AI chatbots in unsupervised assessment

TU Delft Assessment Taskforce has created practical guidelines on how lecturers can deal with the influence of AI chatbots on unsupervised assessments and what mitigating measures can be taken. In June 2023, the Special Interest Group AI & Assessment updated the guidelines.

The possibilities of AI chatbots in assessment require further investigation. A group of AI experts carried out a risk analysis of AI chatbots on assessment (Special Interest Group AI & Assessment, SIG AI&A). This page was last updated on 13 June 2023, based on input of the SIG AI&A.

About AI tools

AI tools like the chatbot ‘chatGPT’ can produce convincing answers to certain questions, depending on their nature. However, their output is not always reliable: outputs can contain convincingly presented factual errors (so-called hallucinations). Furthermore, their training data can be outdated. For example, ChatGPT currently uses training data up to September 2021, whereas others (such as Bing) do have access to recent data. It is also important to note that most chatbots do not list their resources (Bing Chat does, though). 

On the positive side, chatbots can help with: 

  1. Checking grammar, spelling, and references in a text
  2. Generating ideas by listing information from different sources in an accessible way
  3. Giving feedback
  4. Summarising or expanding texts and concepts
  5. Coding in a wide variety of computer languages

Use by lecturers for assessments: AI chatbots can help lecturers in creating assessments (including different versions of an assignment), answer models, and rubrics. 

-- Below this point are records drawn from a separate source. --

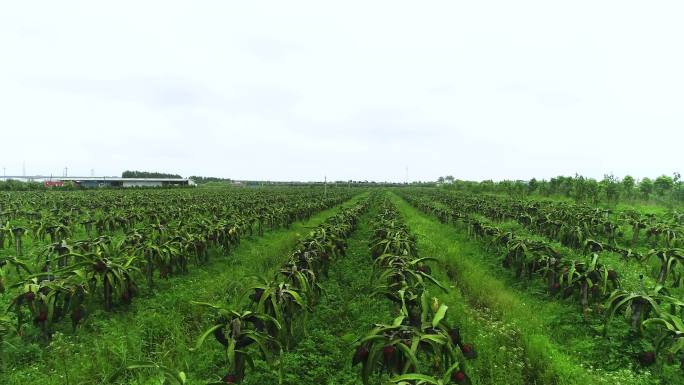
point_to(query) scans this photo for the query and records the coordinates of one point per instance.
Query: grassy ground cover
(553, 335)
(161, 327)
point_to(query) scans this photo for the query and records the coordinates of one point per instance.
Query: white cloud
(357, 90)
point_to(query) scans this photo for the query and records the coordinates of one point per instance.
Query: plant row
(274, 317)
(419, 346)
(71, 278)
(650, 312)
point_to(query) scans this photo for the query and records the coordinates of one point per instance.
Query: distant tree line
(148, 174)
(610, 189)
(207, 179)
(15, 185)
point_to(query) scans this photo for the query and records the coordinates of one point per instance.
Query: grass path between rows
(345, 312)
(533, 322)
(160, 327)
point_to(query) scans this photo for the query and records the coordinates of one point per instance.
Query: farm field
(306, 285)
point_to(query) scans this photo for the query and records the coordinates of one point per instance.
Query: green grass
(553, 340)
(161, 327)
(345, 312)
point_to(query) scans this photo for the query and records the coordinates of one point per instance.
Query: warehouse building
(102, 181)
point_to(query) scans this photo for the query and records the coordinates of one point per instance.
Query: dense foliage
(665, 189)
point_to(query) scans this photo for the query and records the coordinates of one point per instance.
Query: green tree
(662, 185)
(646, 187)
(628, 184)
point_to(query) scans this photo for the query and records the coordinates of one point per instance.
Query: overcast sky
(289, 90)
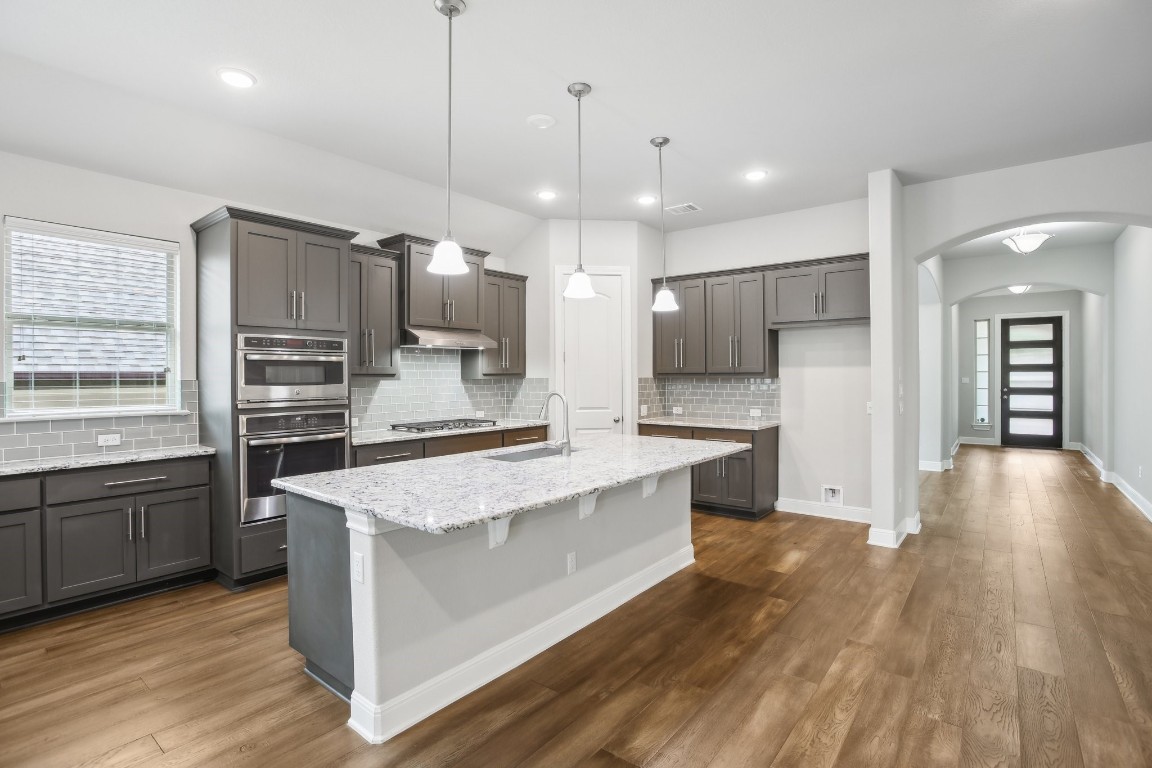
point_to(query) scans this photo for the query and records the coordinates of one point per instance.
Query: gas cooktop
(444, 425)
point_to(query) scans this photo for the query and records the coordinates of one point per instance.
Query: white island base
(437, 616)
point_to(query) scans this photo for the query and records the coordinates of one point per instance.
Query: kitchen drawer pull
(124, 483)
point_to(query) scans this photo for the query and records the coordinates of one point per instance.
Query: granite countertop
(710, 423)
(37, 465)
(376, 436)
(449, 493)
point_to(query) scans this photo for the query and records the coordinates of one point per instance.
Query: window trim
(52, 229)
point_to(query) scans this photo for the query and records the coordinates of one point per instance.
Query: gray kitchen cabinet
(90, 547)
(373, 346)
(680, 337)
(503, 321)
(434, 301)
(288, 278)
(20, 556)
(174, 532)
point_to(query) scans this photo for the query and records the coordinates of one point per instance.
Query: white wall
(1132, 325)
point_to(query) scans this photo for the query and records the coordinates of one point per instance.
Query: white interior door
(593, 357)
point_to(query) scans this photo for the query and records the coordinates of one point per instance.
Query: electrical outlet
(108, 439)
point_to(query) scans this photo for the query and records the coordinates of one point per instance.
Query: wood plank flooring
(1015, 631)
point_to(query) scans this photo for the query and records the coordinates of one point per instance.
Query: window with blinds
(89, 320)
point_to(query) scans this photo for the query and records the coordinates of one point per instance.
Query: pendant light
(447, 257)
(580, 284)
(1024, 243)
(665, 299)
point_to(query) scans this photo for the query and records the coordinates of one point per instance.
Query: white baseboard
(378, 723)
(1134, 496)
(818, 509)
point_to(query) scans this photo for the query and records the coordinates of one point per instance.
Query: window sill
(59, 416)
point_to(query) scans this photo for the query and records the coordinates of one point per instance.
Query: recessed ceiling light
(236, 77)
(542, 121)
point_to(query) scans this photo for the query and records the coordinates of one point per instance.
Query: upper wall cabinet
(373, 341)
(819, 291)
(434, 301)
(285, 273)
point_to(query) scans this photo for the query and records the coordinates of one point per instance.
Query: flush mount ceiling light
(447, 256)
(580, 284)
(236, 77)
(1024, 242)
(665, 299)
(540, 121)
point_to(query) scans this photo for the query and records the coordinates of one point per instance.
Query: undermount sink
(543, 451)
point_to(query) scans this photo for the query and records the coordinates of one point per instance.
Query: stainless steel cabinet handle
(126, 483)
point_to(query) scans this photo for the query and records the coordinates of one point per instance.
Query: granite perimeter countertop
(376, 436)
(37, 465)
(455, 492)
(710, 423)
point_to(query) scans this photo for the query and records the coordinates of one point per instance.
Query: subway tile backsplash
(429, 387)
(715, 397)
(76, 436)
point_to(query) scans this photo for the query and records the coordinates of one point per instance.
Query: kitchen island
(412, 584)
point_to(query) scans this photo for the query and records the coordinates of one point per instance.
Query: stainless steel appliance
(444, 425)
(285, 445)
(285, 371)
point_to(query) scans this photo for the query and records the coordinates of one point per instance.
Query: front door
(593, 358)
(1031, 382)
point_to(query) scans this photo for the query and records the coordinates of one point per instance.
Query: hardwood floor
(1015, 630)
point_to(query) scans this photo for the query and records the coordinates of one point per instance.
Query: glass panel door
(1031, 393)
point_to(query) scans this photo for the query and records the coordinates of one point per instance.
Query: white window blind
(89, 320)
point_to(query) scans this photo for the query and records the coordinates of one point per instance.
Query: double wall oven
(292, 400)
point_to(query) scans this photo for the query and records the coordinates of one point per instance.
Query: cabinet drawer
(462, 443)
(389, 453)
(264, 549)
(521, 436)
(658, 431)
(730, 435)
(20, 494)
(123, 480)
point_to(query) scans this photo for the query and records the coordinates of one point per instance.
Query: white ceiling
(818, 93)
(1065, 234)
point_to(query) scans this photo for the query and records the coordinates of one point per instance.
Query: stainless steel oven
(283, 371)
(285, 445)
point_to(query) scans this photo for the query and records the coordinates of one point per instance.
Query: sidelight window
(89, 321)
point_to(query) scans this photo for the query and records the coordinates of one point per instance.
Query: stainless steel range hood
(446, 339)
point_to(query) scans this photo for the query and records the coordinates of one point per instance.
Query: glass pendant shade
(580, 286)
(447, 258)
(1025, 243)
(665, 301)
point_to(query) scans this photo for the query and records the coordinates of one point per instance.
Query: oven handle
(280, 441)
(296, 358)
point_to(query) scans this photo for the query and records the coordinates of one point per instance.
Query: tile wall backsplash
(76, 436)
(429, 387)
(718, 397)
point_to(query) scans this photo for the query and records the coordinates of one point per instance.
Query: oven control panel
(294, 343)
(297, 421)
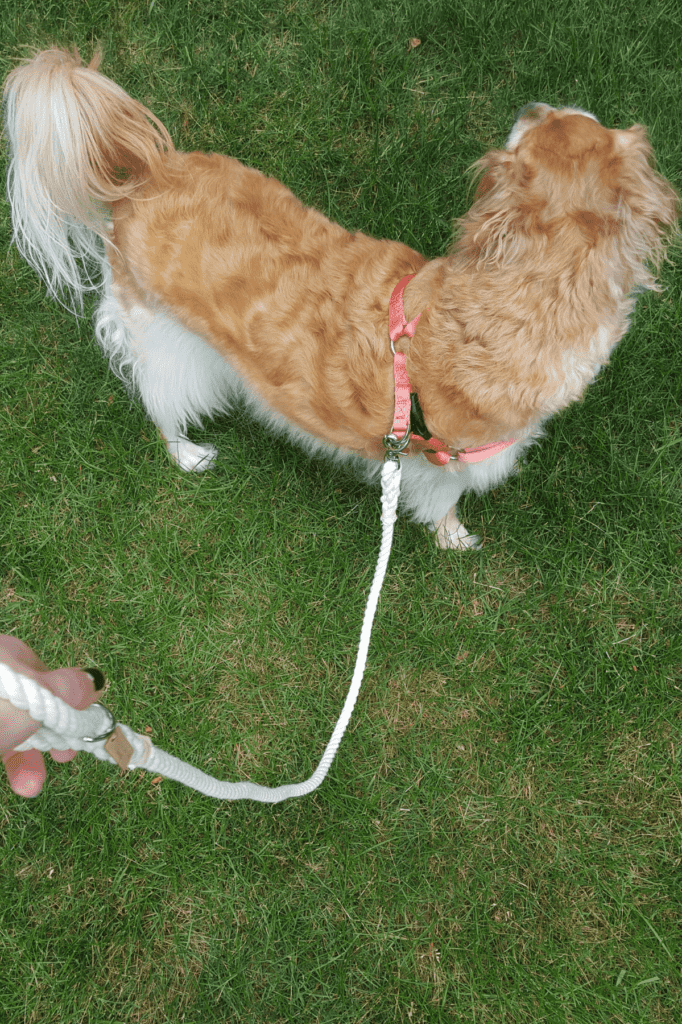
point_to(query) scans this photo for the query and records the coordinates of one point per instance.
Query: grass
(500, 837)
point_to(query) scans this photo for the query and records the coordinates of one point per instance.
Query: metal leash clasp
(395, 445)
(111, 728)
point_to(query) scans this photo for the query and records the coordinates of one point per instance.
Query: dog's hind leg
(179, 378)
(452, 535)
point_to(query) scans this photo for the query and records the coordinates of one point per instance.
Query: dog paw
(192, 458)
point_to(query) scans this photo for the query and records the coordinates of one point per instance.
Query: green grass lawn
(499, 839)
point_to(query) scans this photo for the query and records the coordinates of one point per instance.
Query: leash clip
(111, 727)
(395, 445)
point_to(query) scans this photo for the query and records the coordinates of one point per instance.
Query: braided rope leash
(95, 730)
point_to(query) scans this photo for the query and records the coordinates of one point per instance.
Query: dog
(216, 285)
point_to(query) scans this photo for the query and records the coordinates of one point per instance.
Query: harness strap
(436, 452)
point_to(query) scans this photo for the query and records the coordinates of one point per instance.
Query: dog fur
(217, 284)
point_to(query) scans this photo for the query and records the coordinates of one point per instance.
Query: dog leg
(452, 535)
(189, 457)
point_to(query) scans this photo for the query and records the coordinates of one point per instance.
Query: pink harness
(435, 451)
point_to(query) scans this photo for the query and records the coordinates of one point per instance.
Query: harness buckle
(395, 445)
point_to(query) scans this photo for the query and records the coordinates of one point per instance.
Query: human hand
(26, 769)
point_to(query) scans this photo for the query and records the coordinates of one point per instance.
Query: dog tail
(78, 142)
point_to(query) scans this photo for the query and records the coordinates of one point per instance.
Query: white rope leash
(94, 729)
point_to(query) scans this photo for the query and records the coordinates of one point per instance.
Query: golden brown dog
(217, 283)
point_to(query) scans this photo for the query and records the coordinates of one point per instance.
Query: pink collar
(436, 452)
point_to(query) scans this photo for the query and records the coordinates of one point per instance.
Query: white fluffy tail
(78, 142)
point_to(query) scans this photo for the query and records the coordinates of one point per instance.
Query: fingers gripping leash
(95, 729)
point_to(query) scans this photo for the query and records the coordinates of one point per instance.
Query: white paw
(189, 457)
(451, 535)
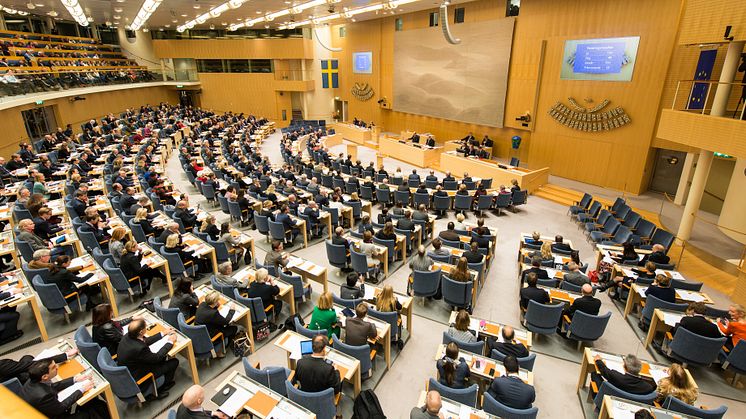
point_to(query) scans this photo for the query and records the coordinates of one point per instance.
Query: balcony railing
(697, 96)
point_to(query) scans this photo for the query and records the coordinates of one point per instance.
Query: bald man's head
(193, 397)
(433, 402)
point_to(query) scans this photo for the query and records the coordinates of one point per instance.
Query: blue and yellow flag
(329, 71)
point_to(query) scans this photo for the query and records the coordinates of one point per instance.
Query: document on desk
(234, 404)
(158, 345)
(64, 394)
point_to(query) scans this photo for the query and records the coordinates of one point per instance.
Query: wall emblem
(589, 119)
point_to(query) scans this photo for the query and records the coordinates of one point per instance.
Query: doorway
(667, 172)
(39, 121)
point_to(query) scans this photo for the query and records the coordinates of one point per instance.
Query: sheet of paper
(155, 347)
(235, 402)
(48, 353)
(64, 394)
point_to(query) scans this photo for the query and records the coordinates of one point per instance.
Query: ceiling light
(73, 7)
(146, 10)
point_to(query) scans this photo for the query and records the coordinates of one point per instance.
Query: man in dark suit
(134, 353)
(696, 322)
(559, 245)
(406, 223)
(288, 224)
(658, 256)
(182, 212)
(508, 346)
(630, 381)
(314, 373)
(532, 292)
(450, 233)
(588, 304)
(42, 227)
(41, 393)
(510, 389)
(535, 269)
(128, 198)
(191, 405)
(472, 255)
(357, 330)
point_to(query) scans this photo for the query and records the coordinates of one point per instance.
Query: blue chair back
(87, 347)
(543, 318)
(201, 339)
(526, 362)
(336, 254)
(473, 347)
(467, 396)
(457, 293)
(691, 348)
(169, 315)
(494, 407)
(321, 403)
(271, 377)
(587, 327)
(361, 353)
(425, 283)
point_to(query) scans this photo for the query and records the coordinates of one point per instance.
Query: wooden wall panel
(235, 48)
(96, 105)
(704, 21)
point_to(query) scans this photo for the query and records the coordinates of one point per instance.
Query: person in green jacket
(324, 316)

How to assess assignments and projects

Invigilated exams versus assignments and projects

During classical written exams and digital exams in the TUD secure exam environment, students do not have access to the internet, and therefore your students cannot access online AI tools. The same holds for oral exams that are held on campus.

On the other hand, if students work on assignments (exam-like or other) outside an exam hall and without invigilators (Dutch: surveillanten), the use of AI tools cannot be prevented.